3. Reconstruct the required visual inputs with the source-specific evaluation scripts in the main codebase.


## Public QA fields Schema

- `item_id`: Stable public item identifier.
- `split`: `eval` or `sft`.
- `source`: `GM-100`, `RH20T`, `REASSEMBLE`, or `AIST-Bimanual`.
- `source_slug`: Short source slug used in release-relative references.
- `source_task_id`: Source-side task identifier without local paths.
- `source_unit_type`: Split-isolation unit type, e.g. `episode` or `recording`.
- `source_unit_id`: Public unit identifier without local paths.
- `task_id`: Canonical paper task ID `T1` ... `T12`.
- `task_name`: Canonical paper task name.
- `task_type_legacy`: Legacy engineering task name when it differs from paper naming.
- `input_type`: Public input format description.
- `question`: Public question text.
- `choice_A` ... `choice_F`: Flattened answer choices.
- `answer`: Public answer label in the release schema.
- `answer_text`: Public answer text mapped from `answer`.
- `num_choices`: Number of non-null answer choices.
- `num_frames`: Number of referenced frames.
- `frame_indices_json`: JSON-encoded frame indices.
- `display_labels_json`: JSON-encoded panel labels such as `["X", "Y"]` or `["X", "Z", "Y"]`.
- `camera`: Source camera identifier when available.
- `arm_type`: Source-side arm configuration tag when available.
- `visual_ref`: Release-relative visual reference string. This is not a local filesystem path.
- `source_episode_ref`: Release-relative source unit reference.
- `reconstruction_key_json`: Minimal JSON payload needed to reconstruct the sample with upstream data and source-specific scripts.
- `task_meta_in_source`: Whether source-side task metadata/context exists upstream.
- `task_meta_public`: Always `false` in this release build. Separate structured task-meta fields are intentionally withheld.
- `split_version`: Current split version.
- `split_group_id`: Source-side split group identifier.
- `builder_version`: Public builder version tag.
- `prompt_version`: Public prompt-serialization version tag.
- `sft_target`: SFT-only supervised target string. Present only in `processdata_sft.*`.

### Notes

- `T5` is equivalent to `T_progress`.
- `T8` is equivalent to `T_temporal`.
- `T9` is equivalent to `T_binary`.
- `T8` is normalized into six explicit permutation choices so the public table remains flat and Parquet-friendly.
- `T9` is normalized to `A/B` choices even when the source data originally used `X/Y`.



## Prompt Templates

This file documents the public prompt serialization used by the current release build. Separate source-side task-meta prompting is intentionally disabled in this public release.

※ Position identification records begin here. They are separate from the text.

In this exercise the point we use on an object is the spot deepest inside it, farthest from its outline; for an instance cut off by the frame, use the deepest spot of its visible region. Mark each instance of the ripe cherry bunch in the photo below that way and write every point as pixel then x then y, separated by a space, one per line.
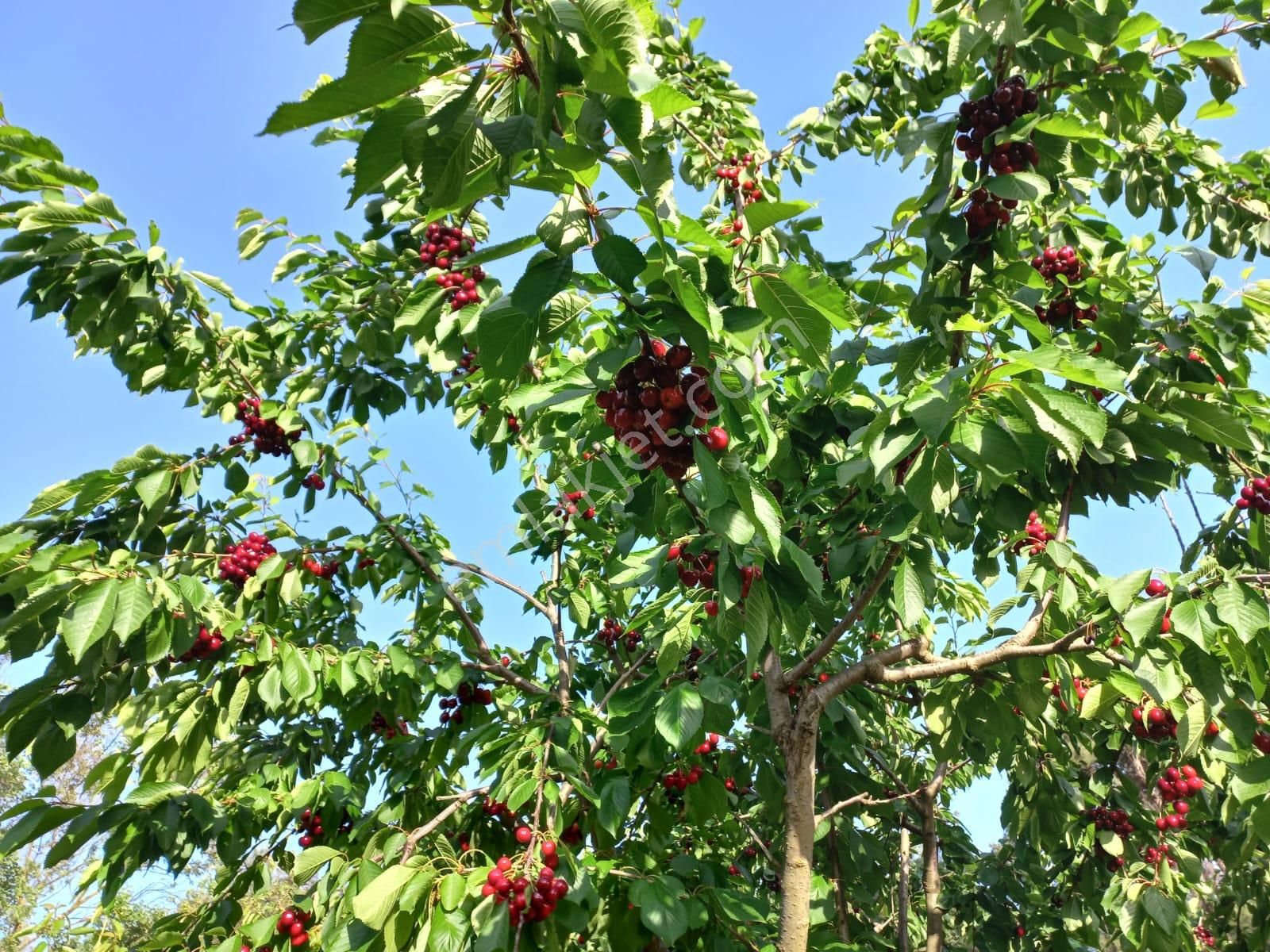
pixel 267 437
pixel 709 746
pixel 568 507
pixel 695 569
pixel 1037 535
pixel 309 828
pixel 444 248
pixel 1156 724
pixel 1106 819
pixel 323 570
pixel 467 696
pixel 206 645
pixel 467 366
pixel 732 177
pixel 292 923
pixel 380 725
pixel 527 900
pixel 611 631
pixel 1175 786
pixel 241 559
pixel 979 118
pixel 1062 309
pixel 653 401
pixel 982 213
pixel 1255 495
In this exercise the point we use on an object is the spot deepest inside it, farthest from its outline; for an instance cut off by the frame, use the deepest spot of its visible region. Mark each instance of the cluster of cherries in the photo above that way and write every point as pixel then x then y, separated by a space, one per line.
pixel 1051 263
pixel 1175 786
pixel 321 570
pixel 1037 535
pixel 732 179
pixel 467 365
pixel 267 437
pixel 1255 495
pixel 1106 819
pixel 611 631
pixel 526 900
pixel 653 399
pixel 294 923
pixel 309 828
pixel 1204 936
pixel 206 645
pixel 241 559
pixel 981 117
pixel 444 245
pixel 694 569
pixel 495 809
pixel 1156 724
pixel 679 781
pixel 709 746
pixel 380 725
pixel 467 696
pixel 568 507
pixel 982 213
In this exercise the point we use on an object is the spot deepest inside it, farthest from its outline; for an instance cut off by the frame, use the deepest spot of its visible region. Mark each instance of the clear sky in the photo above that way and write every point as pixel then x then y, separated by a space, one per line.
pixel 163 101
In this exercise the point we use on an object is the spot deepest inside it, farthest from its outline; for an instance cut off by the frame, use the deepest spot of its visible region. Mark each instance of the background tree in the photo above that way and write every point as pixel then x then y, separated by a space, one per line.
pixel 806 522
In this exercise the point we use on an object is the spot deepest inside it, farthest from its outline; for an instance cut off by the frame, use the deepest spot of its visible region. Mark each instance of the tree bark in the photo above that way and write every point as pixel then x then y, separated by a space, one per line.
pixel 902 890
pixel 927 804
pixel 799 825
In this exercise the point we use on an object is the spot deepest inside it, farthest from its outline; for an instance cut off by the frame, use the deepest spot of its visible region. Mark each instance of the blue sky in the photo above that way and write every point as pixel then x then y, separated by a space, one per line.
pixel 162 102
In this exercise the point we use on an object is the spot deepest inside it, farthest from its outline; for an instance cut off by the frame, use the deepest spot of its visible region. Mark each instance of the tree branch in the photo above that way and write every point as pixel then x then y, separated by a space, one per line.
pixel 803 668
pixel 541 607
pixel 421 831
pixel 425 566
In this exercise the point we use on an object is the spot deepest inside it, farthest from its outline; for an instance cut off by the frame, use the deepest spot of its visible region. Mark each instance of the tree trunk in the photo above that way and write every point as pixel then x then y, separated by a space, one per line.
pixel 929 805
pixel 902 890
pixel 799 828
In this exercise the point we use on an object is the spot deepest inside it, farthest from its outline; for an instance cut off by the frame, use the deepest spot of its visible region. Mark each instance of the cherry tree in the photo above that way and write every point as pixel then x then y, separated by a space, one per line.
pixel 804 520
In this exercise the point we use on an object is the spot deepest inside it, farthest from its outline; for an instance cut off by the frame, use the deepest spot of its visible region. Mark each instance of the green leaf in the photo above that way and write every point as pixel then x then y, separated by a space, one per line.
pixel 908 594
pixel 1136 29
pixel 1213 109
pixel 764 215
pixel 507 336
pixel 344 97
pixel 1210 423
pixel 133 606
pixel 318 17
pixel 545 277
pixel 679 715
pixel 615 804
pixel 764 512
pixel 620 260
pixel 383 40
pixel 1204 50
pixel 152 793
pixel 298 678
pixel 660 908
pixel 89 619
pixel 1160 908
pixel 310 860
pixel 667 101
pixel 380 152
pixel 378 901
pixel 794 317
pixel 1022 186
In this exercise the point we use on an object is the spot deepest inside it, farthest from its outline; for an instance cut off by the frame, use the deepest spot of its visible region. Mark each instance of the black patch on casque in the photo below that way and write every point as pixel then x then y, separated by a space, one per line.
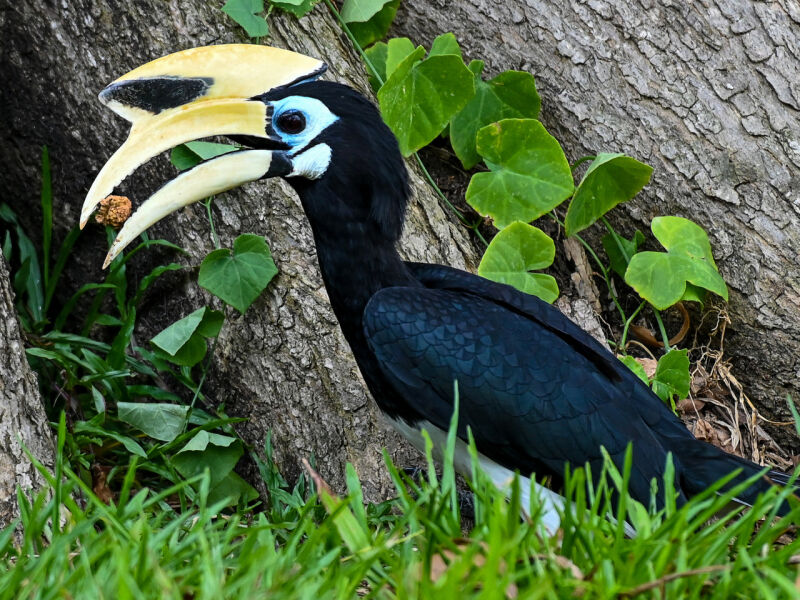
pixel 155 94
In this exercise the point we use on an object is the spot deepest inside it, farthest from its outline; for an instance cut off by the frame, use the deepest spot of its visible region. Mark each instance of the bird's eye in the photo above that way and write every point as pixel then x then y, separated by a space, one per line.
pixel 292 121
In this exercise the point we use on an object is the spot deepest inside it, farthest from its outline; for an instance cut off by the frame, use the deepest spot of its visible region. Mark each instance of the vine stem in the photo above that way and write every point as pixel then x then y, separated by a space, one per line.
pixel 580 161
pixel 624 341
pixel 425 172
pixel 661 328
pixel 214 236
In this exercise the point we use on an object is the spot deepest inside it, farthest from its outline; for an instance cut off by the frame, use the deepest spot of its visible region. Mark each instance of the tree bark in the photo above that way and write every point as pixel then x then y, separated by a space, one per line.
pixel 285 364
pixel 22 418
pixel 706 92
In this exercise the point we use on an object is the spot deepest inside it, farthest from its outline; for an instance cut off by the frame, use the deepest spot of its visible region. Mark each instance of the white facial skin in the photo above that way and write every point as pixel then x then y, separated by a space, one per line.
pixel 311 163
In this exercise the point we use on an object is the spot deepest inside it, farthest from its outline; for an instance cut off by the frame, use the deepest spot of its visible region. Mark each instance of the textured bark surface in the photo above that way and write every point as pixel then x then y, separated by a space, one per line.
pixel 284 364
pixel 706 92
pixel 22 418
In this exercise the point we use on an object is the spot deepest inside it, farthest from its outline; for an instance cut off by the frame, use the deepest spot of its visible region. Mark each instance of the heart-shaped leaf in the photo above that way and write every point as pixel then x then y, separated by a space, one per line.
pixel 247 14
pixel 511 94
pixel 220 461
pixel 183 342
pixel 515 252
pixel 621 250
pixel 661 277
pixel 238 277
pixel 397 50
pixel 672 377
pixel 445 44
pixel 610 180
pixel 359 11
pixel 420 96
pixel 160 421
pixel 529 175
pixel 299 8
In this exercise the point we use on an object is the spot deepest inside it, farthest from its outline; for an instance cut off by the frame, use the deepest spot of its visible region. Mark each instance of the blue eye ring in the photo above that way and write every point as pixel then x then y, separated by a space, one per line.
pixel 291 122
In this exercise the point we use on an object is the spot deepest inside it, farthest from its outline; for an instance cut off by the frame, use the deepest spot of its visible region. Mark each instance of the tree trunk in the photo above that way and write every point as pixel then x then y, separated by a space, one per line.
pixel 22 418
pixel 708 93
pixel 285 364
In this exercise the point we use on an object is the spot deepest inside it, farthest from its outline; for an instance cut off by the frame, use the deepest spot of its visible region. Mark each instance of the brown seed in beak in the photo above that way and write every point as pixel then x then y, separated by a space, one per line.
pixel 113 211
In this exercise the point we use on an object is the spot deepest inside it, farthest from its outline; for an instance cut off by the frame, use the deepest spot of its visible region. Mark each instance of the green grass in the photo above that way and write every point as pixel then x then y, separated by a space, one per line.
pixel 163 544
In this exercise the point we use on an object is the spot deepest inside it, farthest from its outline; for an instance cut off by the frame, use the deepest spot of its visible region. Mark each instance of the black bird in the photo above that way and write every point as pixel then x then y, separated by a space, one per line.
pixel 537 391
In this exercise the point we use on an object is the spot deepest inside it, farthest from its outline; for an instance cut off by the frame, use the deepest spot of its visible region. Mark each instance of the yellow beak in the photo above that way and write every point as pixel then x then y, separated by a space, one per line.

### Standard multiple-choice template

```text
{question}

A: {choice_A}
B: {choice_B}
...

Choose exactly one option label.

Output protocol:
- You may include brief reasoning before the final answer.
- The final line must be exactly: <ANSWER>A</ANSWER>
- Do not output anything after </ANSWER>.
```

### `T8` Temporal Ordering template

```text
You are shown 3 frames from a robot manipulation task.
The frames are labeled X, Y, Z (these labels are arbitrary identifiers, not positional, and not time-ordered).
Determine the correct chronological order of these frames (from earliest to latest).
Choose exactly one 3-letter permutation, for example: YXZ means Y happened first, then X, then Z.

Output protocol:
- You may include brief reasoning before the final answer.
- The final line must be exactly: <ANSWER>XYZ</ANSWER>
- Do not output anything after </ANSWER>.
```

### `T9` Temporal Priority template

```text
A single comparison image shows two labeled robot-manipulation panels from the same episode.
The left-right placement of the panels and the labels are arbitrary identifiers and do not indicate temporal order.
Which labeled panel happened earlier in the real manipulation sequence, X or Y?
Choose exactly one label: X or Y.

Output protocol:
- You may include brief reasoning before the final answer.
- The final line must be exactly: <ANSWER>X</ANSWER>
- Do not output anything after </ANSWER>.
```


## License and Terms

This release uses `license: other`.

- Derived benchmark metadata in this release remains subject to upstream dataset terms.